Deferência e chá das 5, responde João Carlos Espada em artigo publicado pelo Observador, comentando livro recém-lançado:
1 Vozes
amigas dizem-me que continua entre nós, embora talvez em tom menos
tribal, um intransigente debate sobre se ainda vivemos ou não em
democracia. Uns acusam as chamadas ‘esquerdas’ e o governo de estarem a
sufocar a democracia. Outros acusam as chamadas ‘direitas’ de serem
intrinsecamente contra a democracia.
Receio
ter de dizer que todo esse ‘debate’ exaltado sobre o alegado fim da
democracia me parece difícil de entender. Julgava que tivéssemos
aprendido que a democracia se distingue precisamente pelo debate
tranquilo entre propostas e pontos de vista diferentes. Umas vezes
ganham umas as eleições, outras vezes ganham outras. Mas o livre debate
entre elas pode continuar. O que distingue as ditaduras é a
impossibilidade de debate e de concorrência entre propostas rivais.
2
Depois do 25 de Abril de 1974 e até ao 25 de Novembro de 1975,
falava-se entre nós de ‘fascismo ou revolução’. Por outras palavras, a
prosaica possibilidade de uma pacífica (e ‘boring’ como dizia
elogiosamente Dahrendorf) democracia parlamentar era excluída. Eu
julgava que depois do 25 de Novembro — com Mário Soares, Ramalho Eanes,
Sá Carneiro, Freitas do Amaral e Cavaco Silva, entre outros — tivéssemos
encerrado essas ‘dicotomias infelizes’ (Dahrendorf de novo) próprias do
terceiro-mundo.
Vozes
amigas dizem-me que afinal não encerrámos.
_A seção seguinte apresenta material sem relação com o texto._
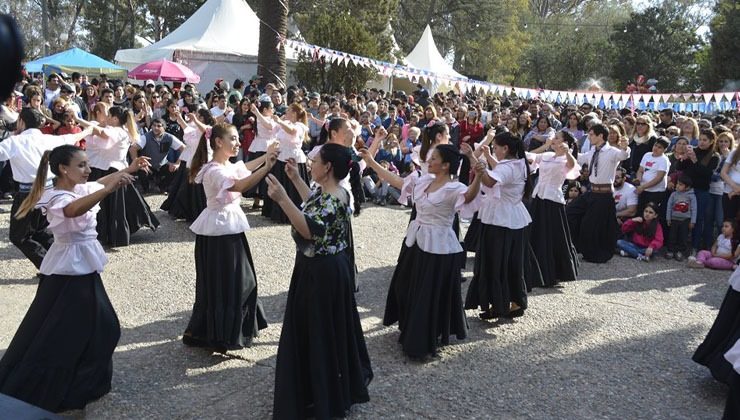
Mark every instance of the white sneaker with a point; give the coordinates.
(694, 263)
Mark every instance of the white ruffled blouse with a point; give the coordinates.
(733, 356)
(111, 152)
(291, 145)
(501, 205)
(223, 214)
(191, 137)
(76, 250)
(735, 280)
(553, 173)
(435, 212)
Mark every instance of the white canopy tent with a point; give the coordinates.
(219, 41)
(424, 56)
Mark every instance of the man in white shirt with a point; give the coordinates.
(653, 177)
(52, 89)
(24, 151)
(220, 111)
(592, 216)
(625, 197)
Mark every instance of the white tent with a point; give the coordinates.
(219, 41)
(426, 56)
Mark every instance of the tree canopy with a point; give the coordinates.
(555, 44)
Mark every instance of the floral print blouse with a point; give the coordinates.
(328, 219)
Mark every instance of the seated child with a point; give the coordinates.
(681, 213)
(644, 235)
(721, 256)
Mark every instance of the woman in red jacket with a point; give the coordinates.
(643, 235)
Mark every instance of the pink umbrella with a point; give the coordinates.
(165, 70)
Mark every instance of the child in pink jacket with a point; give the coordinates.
(645, 235)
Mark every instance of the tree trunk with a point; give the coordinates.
(72, 27)
(274, 26)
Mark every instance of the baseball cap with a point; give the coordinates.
(66, 87)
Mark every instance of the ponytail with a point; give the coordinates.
(199, 158)
(126, 119)
(130, 126)
(38, 188)
(355, 183)
(516, 149)
(429, 135)
(571, 142)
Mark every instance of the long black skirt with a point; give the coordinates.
(551, 242)
(721, 337)
(122, 213)
(732, 407)
(498, 272)
(185, 200)
(61, 356)
(260, 190)
(592, 219)
(227, 314)
(472, 236)
(323, 366)
(271, 209)
(424, 297)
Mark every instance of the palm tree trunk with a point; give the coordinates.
(274, 26)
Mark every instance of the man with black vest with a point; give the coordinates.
(163, 150)
(24, 151)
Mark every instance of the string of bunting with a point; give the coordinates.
(703, 102)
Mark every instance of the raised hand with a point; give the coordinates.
(366, 155)
(291, 169)
(271, 158)
(486, 151)
(466, 150)
(141, 163)
(479, 168)
(117, 180)
(274, 189)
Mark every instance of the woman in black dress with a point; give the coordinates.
(322, 364)
(722, 336)
(424, 296)
(61, 356)
(227, 313)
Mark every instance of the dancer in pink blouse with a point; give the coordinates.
(61, 356)
(424, 295)
(549, 232)
(223, 262)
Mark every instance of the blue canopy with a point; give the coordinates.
(76, 60)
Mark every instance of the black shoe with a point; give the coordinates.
(489, 314)
(515, 313)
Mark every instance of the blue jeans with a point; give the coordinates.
(697, 234)
(713, 217)
(630, 248)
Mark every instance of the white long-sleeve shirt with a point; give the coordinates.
(24, 151)
(609, 159)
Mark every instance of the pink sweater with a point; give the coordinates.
(643, 241)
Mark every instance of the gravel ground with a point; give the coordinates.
(615, 344)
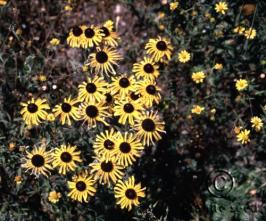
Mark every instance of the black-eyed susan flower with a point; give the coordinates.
(198, 77)
(74, 38)
(33, 112)
(221, 7)
(159, 48)
(129, 147)
(127, 110)
(243, 136)
(65, 158)
(148, 127)
(146, 69)
(122, 85)
(66, 111)
(197, 109)
(128, 193)
(94, 89)
(38, 161)
(54, 196)
(150, 93)
(106, 170)
(110, 37)
(250, 33)
(91, 36)
(93, 112)
(183, 56)
(81, 187)
(257, 123)
(105, 143)
(241, 84)
(104, 59)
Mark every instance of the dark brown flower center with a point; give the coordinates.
(161, 45)
(107, 166)
(81, 186)
(108, 98)
(128, 108)
(89, 33)
(125, 147)
(92, 111)
(66, 157)
(105, 31)
(124, 82)
(32, 108)
(131, 194)
(91, 88)
(151, 89)
(37, 160)
(66, 107)
(101, 57)
(134, 96)
(148, 125)
(148, 68)
(77, 31)
(108, 144)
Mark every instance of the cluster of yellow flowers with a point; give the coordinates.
(104, 98)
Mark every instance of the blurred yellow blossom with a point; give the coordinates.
(250, 33)
(54, 197)
(198, 77)
(221, 7)
(197, 109)
(256, 123)
(55, 42)
(241, 84)
(243, 136)
(183, 56)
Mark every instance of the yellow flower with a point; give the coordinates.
(256, 123)
(241, 84)
(55, 41)
(18, 180)
(221, 7)
(197, 109)
(218, 66)
(243, 136)
(250, 33)
(239, 30)
(54, 197)
(198, 77)
(183, 56)
(42, 77)
(3, 2)
(173, 5)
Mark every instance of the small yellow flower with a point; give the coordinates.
(68, 8)
(239, 30)
(221, 7)
(243, 136)
(54, 197)
(241, 84)
(250, 33)
(55, 41)
(218, 66)
(198, 77)
(42, 77)
(18, 180)
(3, 2)
(237, 129)
(50, 117)
(183, 56)
(11, 146)
(256, 123)
(197, 109)
(173, 5)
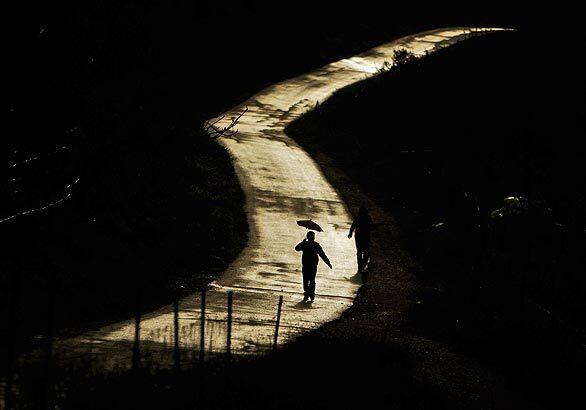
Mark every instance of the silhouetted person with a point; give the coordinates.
(361, 228)
(311, 250)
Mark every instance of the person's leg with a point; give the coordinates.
(366, 256)
(305, 284)
(311, 283)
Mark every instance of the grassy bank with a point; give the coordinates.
(439, 143)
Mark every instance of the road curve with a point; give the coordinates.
(282, 184)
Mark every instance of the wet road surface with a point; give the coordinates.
(282, 184)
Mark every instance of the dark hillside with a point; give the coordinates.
(441, 142)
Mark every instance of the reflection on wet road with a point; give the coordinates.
(282, 184)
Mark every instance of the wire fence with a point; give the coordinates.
(195, 336)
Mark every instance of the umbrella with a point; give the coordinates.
(309, 224)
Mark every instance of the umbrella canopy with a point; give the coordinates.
(309, 224)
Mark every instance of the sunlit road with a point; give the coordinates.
(282, 184)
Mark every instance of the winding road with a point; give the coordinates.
(282, 184)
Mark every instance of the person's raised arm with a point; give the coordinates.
(323, 256)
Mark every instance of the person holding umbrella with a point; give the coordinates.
(312, 251)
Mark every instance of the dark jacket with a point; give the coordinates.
(311, 250)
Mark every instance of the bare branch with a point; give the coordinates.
(227, 131)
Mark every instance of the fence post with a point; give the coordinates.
(51, 300)
(229, 327)
(12, 328)
(202, 325)
(136, 345)
(176, 357)
(278, 322)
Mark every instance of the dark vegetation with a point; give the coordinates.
(441, 142)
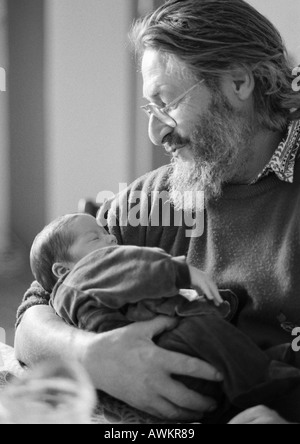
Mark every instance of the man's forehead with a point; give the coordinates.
(159, 70)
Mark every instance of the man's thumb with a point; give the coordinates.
(159, 325)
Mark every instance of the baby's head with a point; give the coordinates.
(62, 244)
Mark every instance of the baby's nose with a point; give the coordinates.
(113, 240)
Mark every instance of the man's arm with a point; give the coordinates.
(115, 359)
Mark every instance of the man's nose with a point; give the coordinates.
(158, 130)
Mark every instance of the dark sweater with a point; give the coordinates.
(251, 245)
(114, 286)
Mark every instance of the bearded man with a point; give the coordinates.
(219, 86)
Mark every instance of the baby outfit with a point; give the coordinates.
(119, 285)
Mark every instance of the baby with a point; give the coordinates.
(98, 286)
(62, 245)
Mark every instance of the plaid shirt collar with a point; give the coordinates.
(284, 159)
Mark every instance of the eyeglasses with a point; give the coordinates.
(162, 113)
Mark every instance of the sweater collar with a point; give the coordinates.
(284, 159)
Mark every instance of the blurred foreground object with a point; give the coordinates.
(53, 393)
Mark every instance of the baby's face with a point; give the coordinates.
(89, 237)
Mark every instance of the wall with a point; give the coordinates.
(4, 136)
(90, 80)
(285, 15)
(26, 117)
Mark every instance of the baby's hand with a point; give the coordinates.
(205, 285)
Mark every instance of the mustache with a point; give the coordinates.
(174, 141)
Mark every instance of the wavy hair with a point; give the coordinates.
(212, 37)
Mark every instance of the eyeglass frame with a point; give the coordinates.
(163, 111)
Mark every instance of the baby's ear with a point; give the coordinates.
(59, 270)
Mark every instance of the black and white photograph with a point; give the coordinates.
(149, 214)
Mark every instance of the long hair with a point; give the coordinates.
(213, 37)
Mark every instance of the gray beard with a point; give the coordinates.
(221, 147)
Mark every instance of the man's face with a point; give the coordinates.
(211, 144)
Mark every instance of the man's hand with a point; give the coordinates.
(203, 283)
(259, 415)
(126, 364)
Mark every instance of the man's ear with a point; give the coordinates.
(243, 83)
(59, 270)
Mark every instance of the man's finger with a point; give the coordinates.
(179, 364)
(188, 400)
(157, 326)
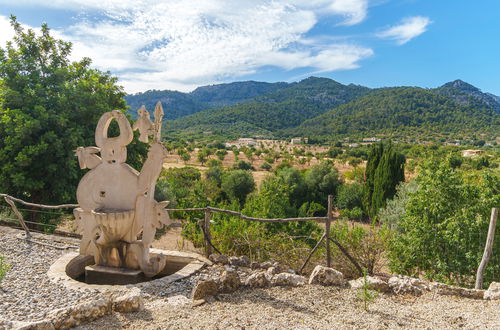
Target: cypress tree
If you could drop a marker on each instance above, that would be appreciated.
(384, 171)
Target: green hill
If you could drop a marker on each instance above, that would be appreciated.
(178, 104)
(402, 111)
(285, 108)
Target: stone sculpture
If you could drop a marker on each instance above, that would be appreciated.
(117, 202)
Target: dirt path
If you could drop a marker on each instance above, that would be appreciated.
(310, 307)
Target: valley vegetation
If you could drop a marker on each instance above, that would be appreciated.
(417, 209)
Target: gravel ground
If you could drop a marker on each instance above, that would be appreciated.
(309, 307)
(26, 293)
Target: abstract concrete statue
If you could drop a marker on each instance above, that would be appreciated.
(117, 202)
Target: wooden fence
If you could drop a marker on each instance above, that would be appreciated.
(209, 247)
(204, 226)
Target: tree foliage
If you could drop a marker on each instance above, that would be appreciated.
(443, 228)
(48, 107)
(384, 171)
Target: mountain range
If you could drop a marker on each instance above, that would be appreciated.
(323, 108)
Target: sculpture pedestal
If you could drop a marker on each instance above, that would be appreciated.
(96, 274)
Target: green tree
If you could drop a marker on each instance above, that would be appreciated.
(322, 180)
(221, 154)
(350, 196)
(384, 171)
(237, 185)
(442, 229)
(48, 107)
(202, 156)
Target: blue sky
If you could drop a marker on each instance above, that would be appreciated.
(182, 44)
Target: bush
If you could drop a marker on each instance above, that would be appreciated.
(243, 165)
(443, 228)
(237, 185)
(322, 180)
(266, 166)
(390, 216)
(366, 245)
(356, 174)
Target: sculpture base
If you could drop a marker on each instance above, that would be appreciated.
(96, 274)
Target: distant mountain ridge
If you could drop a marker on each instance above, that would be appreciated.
(403, 111)
(321, 107)
(178, 104)
(466, 94)
(284, 108)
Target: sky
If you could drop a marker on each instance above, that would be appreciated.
(183, 44)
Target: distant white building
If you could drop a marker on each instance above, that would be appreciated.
(242, 142)
(371, 139)
(471, 152)
(299, 140)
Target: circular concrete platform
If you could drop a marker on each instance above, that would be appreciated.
(70, 267)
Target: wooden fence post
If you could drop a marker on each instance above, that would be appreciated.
(208, 234)
(487, 248)
(19, 216)
(327, 231)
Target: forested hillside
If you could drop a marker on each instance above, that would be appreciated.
(178, 104)
(284, 108)
(403, 111)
Volta a falar-se
abundantemente da ameaça ‘das direitas’ e da ameaça ‘das esquerdas’. A
propósito disto e daquilo, é dito que ‘é preciso outro 25 de Abril’. A
propósito disto e daquilo é recordado o longo conflito entre comunismo e
nacional-socialismo que dominou a Europa continental nos anos
1920-1940: uns para justificar o fascismo por causa da ameaça comunista;
outros para justificar o comunismo por causa da ameaça fascista.
3
Esse conflito entre comunismo e nacional-socialismo terá deixado marcas
profundas — sobretudo em culturas políticas que não querem, ou
simplesmente não sabem como, conhecer outras tradições. Talvez seja
oportuno recordar aos nossos exaltados autores que em Inglaterra (como
se costumava dizer) e na América, para não falar no Canadá, na Austrália
ou na Nova Zelândia, o comunismo e o fascismo nunca tiveram qualquer
credibilidade.
Em
todos esses países, nenhum partido fascista alguma vez conseguiu eleger
um único deputado para um Parlamento nacional. Nos EUA, na Austrália e
na Nova Zelândia, os partidos comunistas nunca elegeram um único
deputado nacional. No Canadá, terão eleito um (Fred Rose, mais tarde
acusado de espiar para a URSS). No Reino Unido, um total de cinco
‘socialistas revolucionários’ foram eleitos para a Câmara dos Comuns:
dois em 1922, um em 1935, dois em 1945. Durante todo esse período, o
Parlamento britânico teve sempre mais de 600 deputados.
Ainda
segundo a mesma fonte (Daniel Hannan, How We Invented Freedom & Why
It Matters, 2013), o partido comunista britânico teve no máximo 60 mil
inscritos; o francês atingiu 800 mil e o italiano 1,7 milhões.
Por
outras palavras, em vez de insistirmos em limitar os nossos horizontes
intelectuais à triste dicotomia continental e ibérica entre
autoritarismos rivais, talvez fosse intelectualmente mais estimulante
investigar por que motivo essa dicotomia esteve ausente entre os povos
de língua inglesa.
4
É realmente um mistério e não creio que tenha sido inteiramente
decifrado. Winston Churchill, por exemplo, levou 25 anos (durante os
quais 5 a liderar o Governo na II Guerra) a escrever um livro em 4
volumes sobre a História dos Povos de Língua Inglesa (finalmente
publicados entre 1956 e 1958). Há aí sem dúvida inúmeros contributos.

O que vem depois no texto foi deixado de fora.